While you obviously can’t pretend the first two months didn’t happen, you also don’t have to let that overwhelm the three previous years of solid contributions, either. Arozarena cut down his strikeout rate from 28% in The Bad Months to 19% in The Good Months, and he turned a career-worst hard-hit rate in April back to normal after. Whatever it was that caused the season to start so poorly, there seems little reason to worry about it now, and so from here on out it seems reasonable to expect that you’ll get what you always get, which is a 20/20 season with performance about 25% better than league average.
If that’s what Seattle does receive, then it’s a huge win for baseball’s third-weakest run scoring offense and eighth-weakest left fielders. It might not be enough, not with Julio Rodríguez and J.P. Crawford each injured. It might not even be guaranteed, given that T-Mobile Park is a brutally difficult place to hit, ranking last – by a sizable margin – in Statcast’s park factor for right-handed hitters. (Look no further than Teoscar Hernández’s lone year in Seattle to see how that can go.)
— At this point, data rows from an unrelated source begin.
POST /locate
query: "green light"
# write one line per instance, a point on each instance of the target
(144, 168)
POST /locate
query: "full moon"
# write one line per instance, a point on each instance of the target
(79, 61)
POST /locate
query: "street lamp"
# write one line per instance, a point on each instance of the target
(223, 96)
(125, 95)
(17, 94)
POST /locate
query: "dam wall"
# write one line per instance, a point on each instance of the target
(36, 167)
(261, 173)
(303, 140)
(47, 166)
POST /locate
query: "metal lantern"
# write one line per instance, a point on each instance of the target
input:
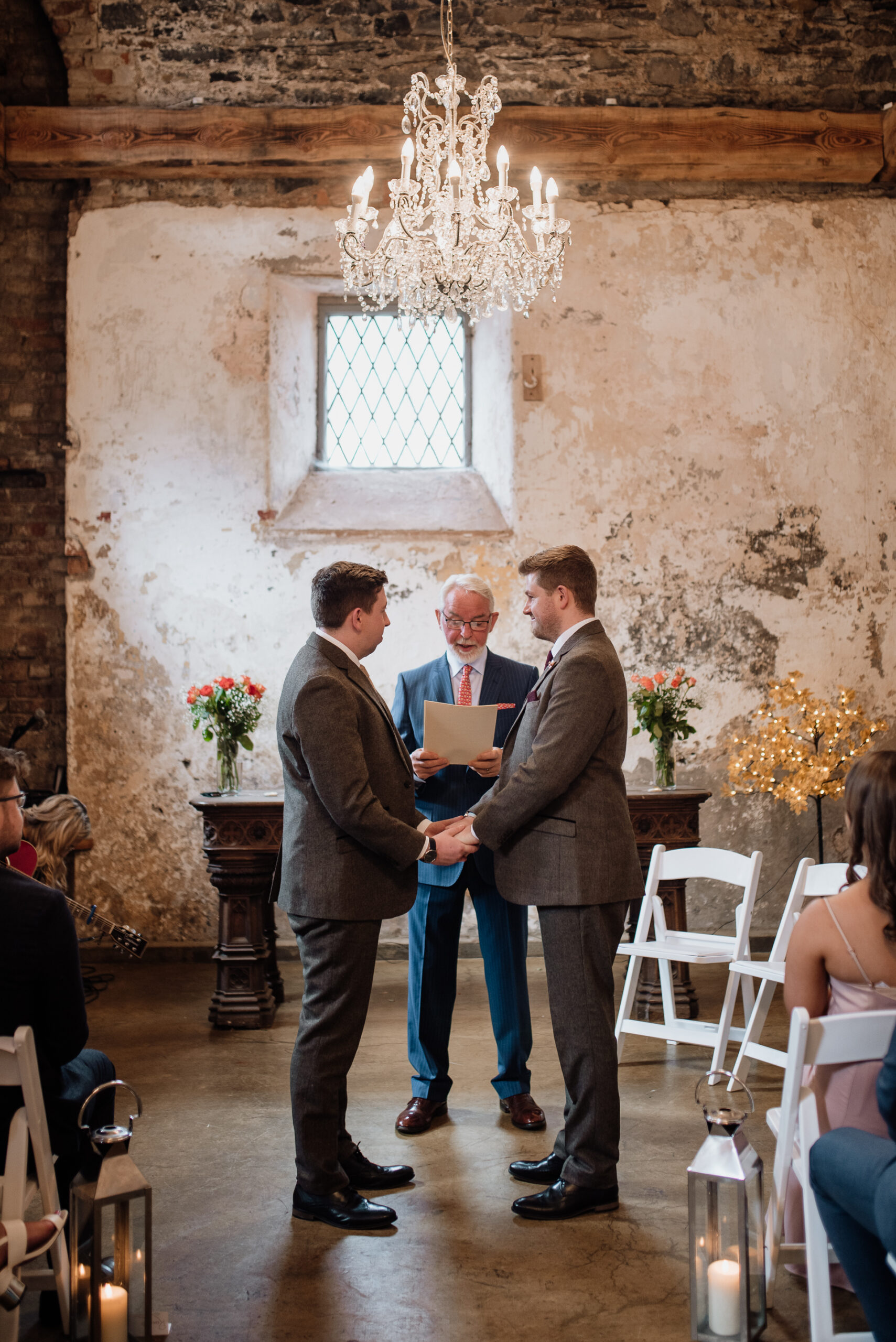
(112, 1263)
(725, 1223)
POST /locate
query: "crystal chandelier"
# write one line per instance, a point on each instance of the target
(450, 247)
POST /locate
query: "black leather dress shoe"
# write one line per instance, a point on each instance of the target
(364, 1173)
(563, 1200)
(345, 1209)
(538, 1172)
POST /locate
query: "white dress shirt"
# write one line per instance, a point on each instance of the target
(477, 673)
(568, 634)
(322, 634)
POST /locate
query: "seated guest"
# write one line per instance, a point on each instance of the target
(54, 828)
(466, 673)
(843, 959)
(854, 1177)
(41, 987)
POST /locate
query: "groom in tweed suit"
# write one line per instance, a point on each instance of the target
(558, 825)
(352, 840)
(466, 673)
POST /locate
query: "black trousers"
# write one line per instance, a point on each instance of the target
(580, 945)
(338, 960)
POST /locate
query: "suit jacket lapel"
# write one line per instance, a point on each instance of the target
(360, 677)
(490, 688)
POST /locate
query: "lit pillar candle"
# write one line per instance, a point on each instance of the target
(113, 1313)
(724, 1290)
(550, 197)
(407, 159)
(536, 183)
(503, 164)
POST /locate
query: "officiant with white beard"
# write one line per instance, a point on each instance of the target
(466, 674)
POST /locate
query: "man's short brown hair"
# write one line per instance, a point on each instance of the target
(14, 764)
(341, 588)
(565, 566)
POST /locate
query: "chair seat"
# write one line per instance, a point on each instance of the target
(683, 947)
(760, 969)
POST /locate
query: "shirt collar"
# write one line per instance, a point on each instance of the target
(322, 634)
(568, 634)
(455, 663)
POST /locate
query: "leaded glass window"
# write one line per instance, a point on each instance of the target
(391, 394)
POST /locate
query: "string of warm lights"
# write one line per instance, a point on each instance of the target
(803, 746)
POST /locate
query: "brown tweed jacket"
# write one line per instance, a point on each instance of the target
(351, 843)
(557, 818)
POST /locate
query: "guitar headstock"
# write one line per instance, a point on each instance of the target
(129, 940)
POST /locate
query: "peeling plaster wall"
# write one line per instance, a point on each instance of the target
(717, 431)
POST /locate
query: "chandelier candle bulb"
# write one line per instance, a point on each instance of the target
(550, 197)
(407, 160)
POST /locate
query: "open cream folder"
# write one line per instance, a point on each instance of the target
(458, 733)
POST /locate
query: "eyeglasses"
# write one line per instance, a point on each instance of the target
(451, 622)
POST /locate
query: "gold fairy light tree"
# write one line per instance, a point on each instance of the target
(801, 748)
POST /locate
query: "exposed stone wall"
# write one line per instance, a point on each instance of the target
(643, 53)
(33, 411)
(717, 430)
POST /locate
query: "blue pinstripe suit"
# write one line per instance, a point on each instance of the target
(435, 918)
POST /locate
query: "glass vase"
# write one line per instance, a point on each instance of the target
(664, 765)
(229, 770)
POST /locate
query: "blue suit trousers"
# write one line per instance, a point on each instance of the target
(854, 1177)
(433, 983)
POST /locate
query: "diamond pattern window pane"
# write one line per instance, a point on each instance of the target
(392, 396)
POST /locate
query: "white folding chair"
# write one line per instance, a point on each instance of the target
(691, 948)
(19, 1067)
(851, 1038)
(811, 882)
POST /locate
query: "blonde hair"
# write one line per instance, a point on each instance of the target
(467, 583)
(54, 827)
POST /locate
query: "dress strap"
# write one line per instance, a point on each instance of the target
(855, 957)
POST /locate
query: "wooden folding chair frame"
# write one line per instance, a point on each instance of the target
(19, 1067)
(693, 948)
(848, 1038)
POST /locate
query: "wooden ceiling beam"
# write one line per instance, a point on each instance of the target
(577, 145)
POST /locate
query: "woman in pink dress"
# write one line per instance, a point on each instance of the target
(843, 959)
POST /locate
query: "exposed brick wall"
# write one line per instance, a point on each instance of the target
(33, 411)
(645, 53)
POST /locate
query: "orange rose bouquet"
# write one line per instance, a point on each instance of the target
(662, 706)
(227, 710)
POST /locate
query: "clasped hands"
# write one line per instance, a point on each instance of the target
(454, 839)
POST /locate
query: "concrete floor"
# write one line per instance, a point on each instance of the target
(232, 1266)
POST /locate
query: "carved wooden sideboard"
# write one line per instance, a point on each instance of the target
(674, 820)
(241, 840)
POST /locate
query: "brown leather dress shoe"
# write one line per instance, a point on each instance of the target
(524, 1111)
(419, 1114)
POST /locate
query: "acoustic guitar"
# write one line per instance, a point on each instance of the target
(123, 937)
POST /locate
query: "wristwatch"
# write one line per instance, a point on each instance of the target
(433, 852)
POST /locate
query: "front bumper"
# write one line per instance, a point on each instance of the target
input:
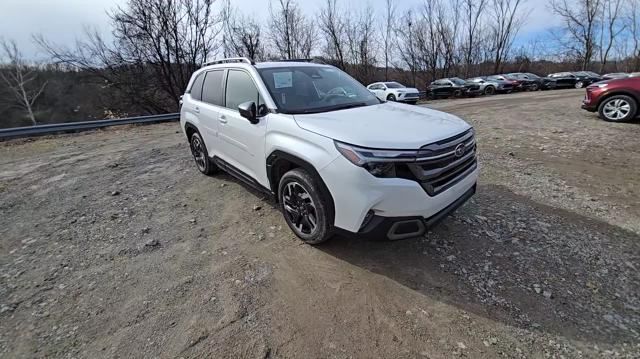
(409, 97)
(356, 193)
(396, 228)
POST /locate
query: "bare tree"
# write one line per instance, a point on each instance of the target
(361, 43)
(332, 25)
(505, 25)
(610, 29)
(242, 35)
(580, 19)
(407, 43)
(21, 80)
(157, 45)
(473, 10)
(292, 34)
(389, 25)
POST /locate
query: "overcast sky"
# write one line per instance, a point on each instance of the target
(62, 21)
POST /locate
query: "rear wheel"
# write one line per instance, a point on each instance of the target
(201, 156)
(306, 210)
(618, 108)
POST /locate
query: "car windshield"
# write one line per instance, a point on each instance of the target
(394, 85)
(313, 89)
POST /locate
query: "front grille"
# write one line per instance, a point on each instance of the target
(443, 164)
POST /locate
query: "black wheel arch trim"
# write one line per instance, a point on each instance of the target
(607, 95)
(189, 125)
(276, 155)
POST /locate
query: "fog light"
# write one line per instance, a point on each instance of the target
(367, 219)
(381, 169)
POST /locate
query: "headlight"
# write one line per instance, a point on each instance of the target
(380, 163)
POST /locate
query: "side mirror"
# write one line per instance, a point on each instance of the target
(248, 110)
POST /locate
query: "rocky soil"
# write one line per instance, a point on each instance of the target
(113, 245)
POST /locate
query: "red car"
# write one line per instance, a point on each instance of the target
(614, 100)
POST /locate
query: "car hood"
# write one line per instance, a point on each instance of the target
(406, 89)
(389, 125)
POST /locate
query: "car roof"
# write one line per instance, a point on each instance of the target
(272, 64)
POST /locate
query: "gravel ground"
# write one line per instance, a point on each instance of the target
(113, 245)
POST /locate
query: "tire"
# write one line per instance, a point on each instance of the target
(305, 208)
(201, 155)
(618, 108)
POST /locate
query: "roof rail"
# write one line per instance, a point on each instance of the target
(315, 59)
(229, 60)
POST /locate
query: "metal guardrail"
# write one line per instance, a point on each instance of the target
(21, 132)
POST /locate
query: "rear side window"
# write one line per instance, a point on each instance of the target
(240, 88)
(196, 88)
(212, 89)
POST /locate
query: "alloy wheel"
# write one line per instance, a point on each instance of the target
(199, 155)
(616, 109)
(300, 208)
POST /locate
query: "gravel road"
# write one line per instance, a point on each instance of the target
(113, 245)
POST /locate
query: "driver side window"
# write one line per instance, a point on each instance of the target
(241, 88)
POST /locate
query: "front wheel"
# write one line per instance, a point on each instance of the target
(618, 109)
(201, 156)
(306, 209)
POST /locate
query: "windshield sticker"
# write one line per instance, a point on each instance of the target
(283, 79)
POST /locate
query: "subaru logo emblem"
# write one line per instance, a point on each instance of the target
(460, 150)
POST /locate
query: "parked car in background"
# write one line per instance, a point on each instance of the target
(516, 84)
(586, 78)
(452, 86)
(394, 91)
(490, 87)
(534, 82)
(615, 100)
(578, 79)
(615, 75)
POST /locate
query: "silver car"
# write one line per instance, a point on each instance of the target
(490, 86)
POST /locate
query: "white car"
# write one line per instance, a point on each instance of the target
(335, 157)
(394, 91)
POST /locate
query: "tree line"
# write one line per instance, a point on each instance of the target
(155, 45)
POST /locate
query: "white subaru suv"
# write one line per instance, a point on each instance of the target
(336, 158)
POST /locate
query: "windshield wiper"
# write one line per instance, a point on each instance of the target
(333, 108)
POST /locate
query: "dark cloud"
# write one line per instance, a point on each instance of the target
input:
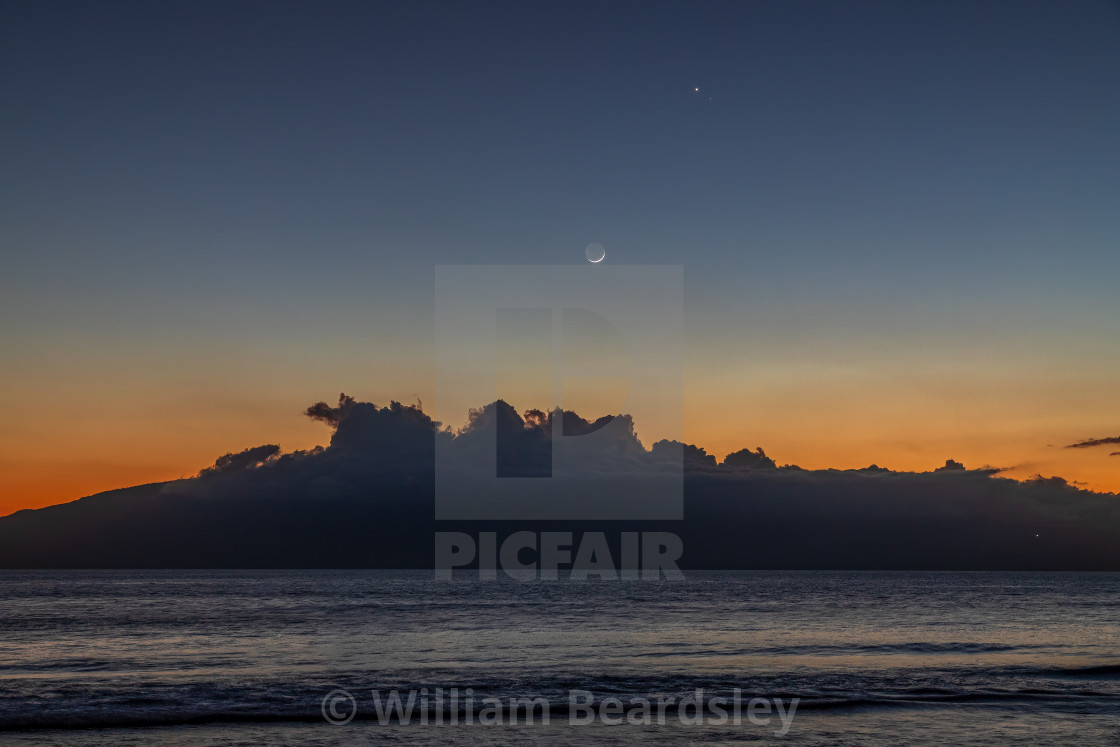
(329, 414)
(367, 500)
(748, 459)
(252, 457)
(1094, 441)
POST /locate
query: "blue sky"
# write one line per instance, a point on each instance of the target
(269, 186)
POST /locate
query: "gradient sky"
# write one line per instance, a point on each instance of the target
(898, 221)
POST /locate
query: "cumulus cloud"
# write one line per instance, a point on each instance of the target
(253, 457)
(1094, 441)
(367, 500)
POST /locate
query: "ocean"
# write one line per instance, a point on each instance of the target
(316, 657)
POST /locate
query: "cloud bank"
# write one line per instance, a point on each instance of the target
(366, 500)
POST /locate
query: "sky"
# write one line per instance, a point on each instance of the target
(897, 222)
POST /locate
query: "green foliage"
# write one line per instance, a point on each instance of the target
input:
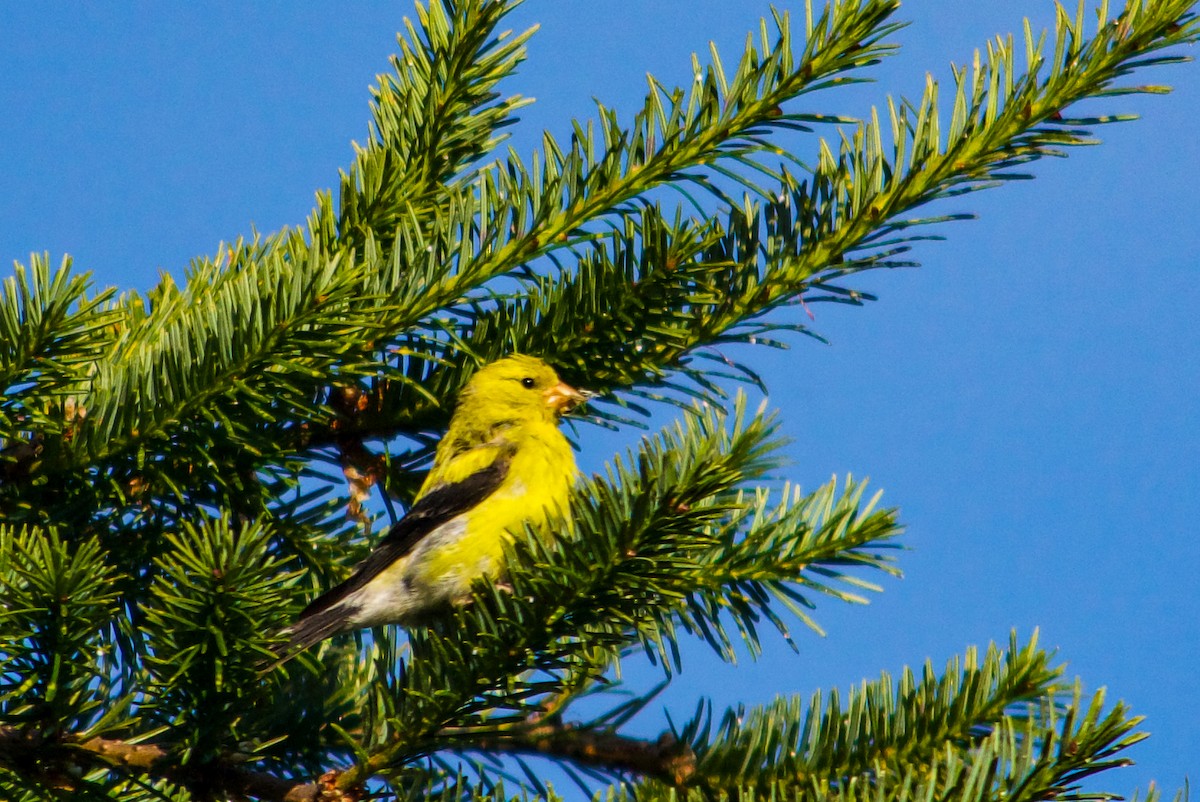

But it was also a move that Jerry Dipoto absolutely had to make, given that the offense had failed a solid pitching staff so badly that the Mariners’ playoffs odds have sunk to a mere 39% after being at 92% back in June. We can’t really evaluate the Rays side fully until we know the identify of the player to be named – remember that once upon a time, that ended up being Shane Baz – but the Mariners did well to add a player who is projected to be an above-average bat for each of the remaining 2.5 seasons they’ll have his services.
Stat to know
Via MLB.com research staff
16: That’s the number of trades completed between Seattle and Tampa Bay since Mariners president of baseball operations Jerry Dipoto took over at the end of the 2015 season. That’s exactly twice as many Mariners-Rays trades as the franchises executed between Tampa Bay’s arrival in 1998 and when Dipoto took the helm. As a point of comparison, the Mariners and Red Sox (another AL East team) have only collaborated on five trades during Dipoto’s tenure.